Due to the light wind conditions and the fact that on Tuesday Mark hurt his leg and could not really take part in the I did a few things on my own. I went for a kayak trip to a secret beach which was such fun. One the way there I saw a school of sardines jumping for their lives. And on arriving to the beach we scared a bunch of naturalist's taking advantage of the secluded spot and hazy UV rays hehe! I have never before see naturalist be shy - not only did the cover up but the hid in the rocks and they were all at least 50 years old...maybe it was their first go at it? 

I also went for a bike ride that took us through the olive groves and through the back part of the village to another secret beach, only this time there were no naturalists.

The other adventure was a SUPing trip.
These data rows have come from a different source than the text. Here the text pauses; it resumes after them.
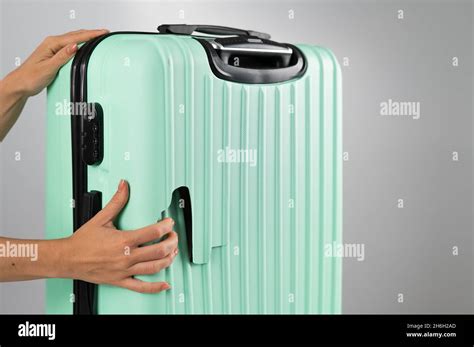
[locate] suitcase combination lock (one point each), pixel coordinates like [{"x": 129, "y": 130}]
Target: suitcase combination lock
[{"x": 92, "y": 144}]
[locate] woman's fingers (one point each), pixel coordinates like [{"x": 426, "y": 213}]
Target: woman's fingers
[
  {"x": 142, "y": 286},
  {"x": 154, "y": 266},
  {"x": 155, "y": 251},
  {"x": 150, "y": 233},
  {"x": 56, "y": 43},
  {"x": 115, "y": 205},
  {"x": 63, "y": 56}
]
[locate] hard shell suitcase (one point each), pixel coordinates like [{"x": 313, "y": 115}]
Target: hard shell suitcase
[{"x": 235, "y": 136}]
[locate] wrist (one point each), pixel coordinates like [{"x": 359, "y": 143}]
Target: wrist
[
  {"x": 56, "y": 262},
  {"x": 15, "y": 85}
]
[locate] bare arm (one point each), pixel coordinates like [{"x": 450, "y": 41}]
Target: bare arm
[
  {"x": 36, "y": 73},
  {"x": 97, "y": 252}
]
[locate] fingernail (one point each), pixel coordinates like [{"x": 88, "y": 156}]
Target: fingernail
[
  {"x": 121, "y": 185},
  {"x": 72, "y": 49}
]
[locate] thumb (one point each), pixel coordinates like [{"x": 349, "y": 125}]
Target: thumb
[
  {"x": 115, "y": 205},
  {"x": 63, "y": 56}
]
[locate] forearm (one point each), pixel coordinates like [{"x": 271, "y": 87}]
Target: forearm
[
  {"x": 12, "y": 100},
  {"x": 32, "y": 259}
]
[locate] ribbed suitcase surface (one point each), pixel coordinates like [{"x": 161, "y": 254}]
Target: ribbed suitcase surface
[{"x": 262, "y": 163}]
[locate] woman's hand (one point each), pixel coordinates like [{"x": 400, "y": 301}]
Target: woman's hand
[
  {"x": 100, "y": 253},
  {"x": 41, "y": 67},
  {"x": 36, "y": 73}
]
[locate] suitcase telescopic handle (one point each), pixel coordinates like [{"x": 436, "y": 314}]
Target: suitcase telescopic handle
[{"x": 208, "y": 30}]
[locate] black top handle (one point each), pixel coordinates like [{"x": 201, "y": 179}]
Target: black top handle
[
  {"x": 208, "y": 30},
  {"x": 244, "y": 56}
]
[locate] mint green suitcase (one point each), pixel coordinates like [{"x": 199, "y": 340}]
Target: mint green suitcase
[{"x": 236, "y": 137}]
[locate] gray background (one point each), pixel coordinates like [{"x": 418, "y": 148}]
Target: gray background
[{"x": 407, "y": 250}]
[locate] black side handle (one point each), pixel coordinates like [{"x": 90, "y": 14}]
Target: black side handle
[{"x": 208, "y": 30}]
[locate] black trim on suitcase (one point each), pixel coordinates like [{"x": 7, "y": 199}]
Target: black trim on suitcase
[{"x": 86, "y": 204}]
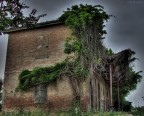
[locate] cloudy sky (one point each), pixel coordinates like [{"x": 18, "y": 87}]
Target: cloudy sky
[{"x": 124, "y": 31}]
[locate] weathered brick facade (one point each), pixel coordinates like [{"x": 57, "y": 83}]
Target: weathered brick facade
[{"x": 42, "y": 47}]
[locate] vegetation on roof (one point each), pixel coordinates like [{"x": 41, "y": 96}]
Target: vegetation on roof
[{"x": 87, "y": 25}]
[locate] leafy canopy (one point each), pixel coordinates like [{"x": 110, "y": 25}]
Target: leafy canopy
[{"x": 11, "y": 15}]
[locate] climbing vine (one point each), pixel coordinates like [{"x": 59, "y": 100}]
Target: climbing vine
[{"x": 86, "y": 23}]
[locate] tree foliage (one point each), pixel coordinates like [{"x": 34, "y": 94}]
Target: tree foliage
[{"x": 11, "y": 15}]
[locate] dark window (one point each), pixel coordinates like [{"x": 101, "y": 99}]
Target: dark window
[
  {"x": 41, "y": 47},
  {"x": 40, "y": 94}
]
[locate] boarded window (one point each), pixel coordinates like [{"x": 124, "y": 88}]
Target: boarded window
[
  {"x": 41, "y": 47},
  {"x": 40, "y": 94}
]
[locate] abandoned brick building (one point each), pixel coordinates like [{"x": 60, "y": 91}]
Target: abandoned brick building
[{"x": 43, "y": 46}]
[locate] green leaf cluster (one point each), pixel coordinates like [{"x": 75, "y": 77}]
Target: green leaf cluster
[
  {"x": 44, "y": 75},
  {"x": 72, "y": 45},
  {"x": 78, "y": 16}
]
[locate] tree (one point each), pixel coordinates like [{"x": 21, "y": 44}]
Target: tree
[{"x": 11, "y": 15}]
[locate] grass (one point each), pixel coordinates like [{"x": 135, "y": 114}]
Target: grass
[{"x": 38, "y": 112}]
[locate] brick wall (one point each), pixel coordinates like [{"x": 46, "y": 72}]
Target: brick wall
[
  {"x": 24, "y": 49},
  {"x": 41, "y": 47}
]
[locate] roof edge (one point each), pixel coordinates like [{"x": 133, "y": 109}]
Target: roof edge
[{"x": 36, "y": 26}]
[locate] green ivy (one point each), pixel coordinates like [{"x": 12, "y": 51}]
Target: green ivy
[{"x": 38, "y": 75}]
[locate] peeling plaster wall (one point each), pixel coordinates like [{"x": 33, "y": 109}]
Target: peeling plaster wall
[{"x": 42, "y": 47}]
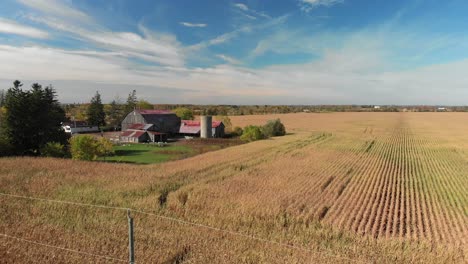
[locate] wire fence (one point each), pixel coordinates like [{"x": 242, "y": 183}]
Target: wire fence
[{"x": 312, "y": 253}]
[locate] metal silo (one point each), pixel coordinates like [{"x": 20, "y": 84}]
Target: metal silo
[{"x": 205, "y": 126}]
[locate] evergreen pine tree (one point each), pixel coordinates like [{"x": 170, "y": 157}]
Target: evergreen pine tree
[{"x": 95, "y": 113}]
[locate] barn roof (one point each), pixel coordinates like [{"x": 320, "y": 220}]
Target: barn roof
[
  {"x": 132, "y": 133},
  {"x": 139, "y": 126},
  {"x": 154, "y": 112},
  {"x": 184, "y": 129},
  {"x": 155, "y": 133},
  {"x": 214, "y": 124}
]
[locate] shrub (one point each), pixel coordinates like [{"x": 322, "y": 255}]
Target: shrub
[
  {"x": 237, "y": 131},
  {"x": 274, "y": 128},
  {"x": 85, "y": 147},
  {"x": 104, "y": 147},
  {"x": 53, "y": 149},
  {"x": 252, "y": 133},
  {"x": 6, "y": 149}
]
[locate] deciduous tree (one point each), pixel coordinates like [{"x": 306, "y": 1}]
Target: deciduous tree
[
  {"x": 95, "y": 113},
  {"x": 32, "y": 118}
]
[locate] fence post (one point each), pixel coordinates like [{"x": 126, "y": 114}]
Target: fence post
[{"x": 131, "y": 249}]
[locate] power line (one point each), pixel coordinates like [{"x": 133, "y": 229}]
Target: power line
[
  {"x": 186, "y": 223},
  {"x": 62, "y": 248}
]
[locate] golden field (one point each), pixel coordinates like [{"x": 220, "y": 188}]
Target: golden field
[{"x": 339, "y": 188}]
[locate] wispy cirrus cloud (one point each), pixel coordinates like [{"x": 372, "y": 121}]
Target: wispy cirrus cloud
[
  {"x": 57, "y": 8},
  {"x": 223, "y": 38},
  {"x": 241, "y": 6},
  {"x": 308, "y": 5},
  {"x": 154, "y": 47},
  {"x": 188, "y": 24},
  {"x": 12, "y": 27},
  {"x": 228, "y": 59}
]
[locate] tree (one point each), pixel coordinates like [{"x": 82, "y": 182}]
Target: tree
[
  {"x": 32, "y": 118},
  {"x": 86, "y": 147},
  {"x": 131, "y": 102},
  {"x": 142, "y": 104},
  {"x": 95, "y": 113},
  {"x": 184, "y": 113},
  {"x": 252, "y": 133},
  {"x": 274, "y": 128},
  {"x": 115, "y": 113},
  {"x": 2, "y": 98},
  {"x": 237, "y": 131}
]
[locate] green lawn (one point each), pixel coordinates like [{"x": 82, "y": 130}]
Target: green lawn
[{"x": 148, "y": 154}]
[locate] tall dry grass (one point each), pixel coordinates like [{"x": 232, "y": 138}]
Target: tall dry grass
[{"x": 371, "y": 187}]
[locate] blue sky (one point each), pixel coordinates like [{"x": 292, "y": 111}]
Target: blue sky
[{"x": 240, "y": 52}]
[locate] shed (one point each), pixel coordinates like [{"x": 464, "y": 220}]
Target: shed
[
  {"x": 192, "y": 128},
  {"x": 134, "y": 136},
  {"x": 161, "y": 121}
]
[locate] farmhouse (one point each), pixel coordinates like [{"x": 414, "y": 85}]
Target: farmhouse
[
  {"x": 78, "y": 127},
  {"x": 193, "y": 128}
]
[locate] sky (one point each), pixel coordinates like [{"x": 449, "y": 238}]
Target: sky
[{"x": 240, "y": 52}]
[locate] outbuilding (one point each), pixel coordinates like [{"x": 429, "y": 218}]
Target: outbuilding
[
  {"x": 134, "y": 136},
  {"x": 161, "y": 121},
  {"x": 193, "y": 128}
]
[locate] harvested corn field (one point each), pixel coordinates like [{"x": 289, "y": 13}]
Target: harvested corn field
[{"x": 340, "y": 187}]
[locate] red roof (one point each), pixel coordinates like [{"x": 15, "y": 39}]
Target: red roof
[
  {"x": 214, "y": 124},
  {"x": 154, "y": 112},
  {"x": 132, "y": 133},
  {"x": 139, "y": 126},
  {"x": 155, "y": 133},
  {"x": 189, "y": 129}
]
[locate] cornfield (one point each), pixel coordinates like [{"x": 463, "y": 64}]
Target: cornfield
[{"x": 341, "y": 187}]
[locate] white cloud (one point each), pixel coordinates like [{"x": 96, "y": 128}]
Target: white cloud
[
  {"x": 57, "y": 8},
  {"x": 241, "y": 6},
  {"x": 228, "y": 59},
  {"x": 12, "y": 27},
  {"x": 343, "y": 76},
  {"x": 154, "y": 47},
  {"x": 235, "y": 33},
  {"x": 308, "y": 5},
  {"x": 187, "y": 24}
]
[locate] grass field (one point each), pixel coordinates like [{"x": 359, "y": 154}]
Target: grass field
[
  {"x": 340, "y": 188},
  {"x": 148, "y": 153}
]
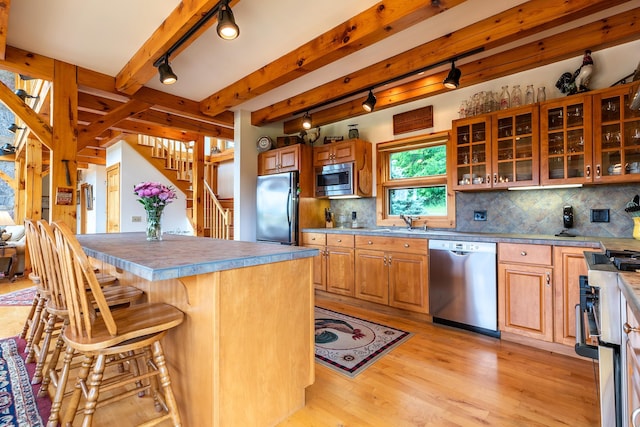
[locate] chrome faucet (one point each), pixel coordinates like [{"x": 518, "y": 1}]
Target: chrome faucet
[{"x": 408, "y": 220}]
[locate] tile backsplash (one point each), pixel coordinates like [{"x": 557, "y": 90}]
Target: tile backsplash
[{"x": 527, "y": 212}]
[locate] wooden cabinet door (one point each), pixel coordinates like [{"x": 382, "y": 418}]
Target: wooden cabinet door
[
  {"x": 566, "y": 141},
  {"x": 372, "y": 276},
  {"x": 340, "y": 270},
  {"x": 408, "y": 281},
  {"x": 268, "y": 162},
  {"x": 471, "y": 153},
  {"x": 569, "y": 265},
  {"x": 322, "y": 155},
  {"x": 525, "y": 300},
  {"x": 289, "y": 158}
]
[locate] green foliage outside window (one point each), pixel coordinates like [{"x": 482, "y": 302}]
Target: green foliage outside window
[
  {"x": 429, "y": 161},
  {"x": 418, "y": 163}
]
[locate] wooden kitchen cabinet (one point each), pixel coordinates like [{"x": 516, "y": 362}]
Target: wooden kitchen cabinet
[
  {"x": 525, "y": 291},
  {"x": 333, "y": 267},
  {"x": 471, "y": 149},
  {"x": 392, "y": 271},
  {"x": 515, "y": 156},
  {"x": 631, "y": 369},
  {"x": 339, "y": 152},
  {"x": 566, "y": 144},
  {"x": 569, "y": 265},
  {"x": 616, "y": 137}
]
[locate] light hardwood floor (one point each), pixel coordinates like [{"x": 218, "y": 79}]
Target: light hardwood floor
[{"x": 440, "y": 377}]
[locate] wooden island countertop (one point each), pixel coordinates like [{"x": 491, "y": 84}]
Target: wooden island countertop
[{"x": 244, "y": 354}]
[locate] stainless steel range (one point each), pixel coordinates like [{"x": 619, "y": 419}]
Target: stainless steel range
[{"x": 599, "y": 327}]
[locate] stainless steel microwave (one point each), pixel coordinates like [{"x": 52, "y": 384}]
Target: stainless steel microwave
[{"x": 335, "y": 180}]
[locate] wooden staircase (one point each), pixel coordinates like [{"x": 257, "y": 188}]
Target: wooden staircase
[{"x": 174, "y": 159}]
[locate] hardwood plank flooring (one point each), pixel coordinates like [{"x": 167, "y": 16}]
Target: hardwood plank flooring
[{"x": 440, "y": 377}]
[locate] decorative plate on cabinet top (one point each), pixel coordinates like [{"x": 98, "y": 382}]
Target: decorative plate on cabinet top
[{"x": 264, "y": 144}]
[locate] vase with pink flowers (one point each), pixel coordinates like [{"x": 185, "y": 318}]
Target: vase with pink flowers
[{"x": 154, "y": 196}]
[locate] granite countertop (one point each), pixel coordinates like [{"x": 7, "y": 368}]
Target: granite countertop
[
  {"x": 180, "y": 256},
  {"x": 542, "y": 239}
]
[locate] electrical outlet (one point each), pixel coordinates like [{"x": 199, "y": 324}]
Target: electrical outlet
[
  {"x": 479, "y": 215},
  {"x": 599, "y": 215}
]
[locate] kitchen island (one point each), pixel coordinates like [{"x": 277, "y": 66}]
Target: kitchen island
[{"x": 244, "y": 354}]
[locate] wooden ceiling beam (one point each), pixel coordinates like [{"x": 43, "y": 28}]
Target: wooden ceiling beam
[
  {"x": 505, "y": 27},
  {"x": 130, "y": 126},
  {"x": 123, "y": 111},
  {"x": 139, "y": 69},
  {"x": 386, "y": 18},
  {"x": 101, "y": 105},
  {"x": 4, "y": 26},
  {"x": 32, "y": 120},
  {"x": 598, "y": 35}
]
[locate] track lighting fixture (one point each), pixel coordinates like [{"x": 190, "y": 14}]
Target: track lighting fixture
[
  {"x": 370, "y": 102},
  {"x": 227, "y": 28},
  {"x": 167, "y": 76},
  {"x": 306, "y": 121},
  {"x": 453, "y": 78},
  {"x": 22, "y": 94},
  {"x": 14, "y": 127}
]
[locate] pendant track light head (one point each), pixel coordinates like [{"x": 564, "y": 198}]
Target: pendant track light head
[
  {"x": 306, "y": 121},
  {"x": 370, "y": 102},
  {"x": 14, "y": 127},
  {"x": 227, "y": 28},
  {"x": 453, "y": 78},
  {"x": 22, "y": 94},
  {"x": 167, "y": 76}
]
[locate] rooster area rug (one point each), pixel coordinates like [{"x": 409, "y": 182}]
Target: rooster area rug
[{"x": 348, "y": 344}]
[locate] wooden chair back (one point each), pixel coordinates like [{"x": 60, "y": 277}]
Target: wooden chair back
[
  {"x": 77, "y": 271},
  {"x": 51, "y": 265},
  {"x": 38, "y": 274}
]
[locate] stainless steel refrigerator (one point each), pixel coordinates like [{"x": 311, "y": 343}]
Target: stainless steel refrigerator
[{"x": 277, "y": 208}]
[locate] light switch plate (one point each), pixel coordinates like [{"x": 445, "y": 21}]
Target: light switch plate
[{"x": 599, "y": 215}]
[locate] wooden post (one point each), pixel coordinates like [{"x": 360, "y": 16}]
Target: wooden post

There was no wind so I took out a windSUP (Stand Up Paddle baord with the slot for a windsurf sail) out to goof off on. I tried a bit of freestyle but only succeeded in looking like I didn't know what I was doing and got a bit wet. Then Hannah who was in the safety boat boat told me that there were dolphins out in the bay. So I went for about an hour paddle to try and find them. I did manage to see them but they were a way off, the crested through the water and then disappeared  So a tiny glimpse but I still loved every moment of the paddle. Being on the water is just were I love to be.

So although our last minute holiday wasn't everything we had hoped it would be. We still had a good enough time that we both want to return, but this time try and not get hurt so that I can learn to sail! Who knows maybe again later this year??? Time will tell.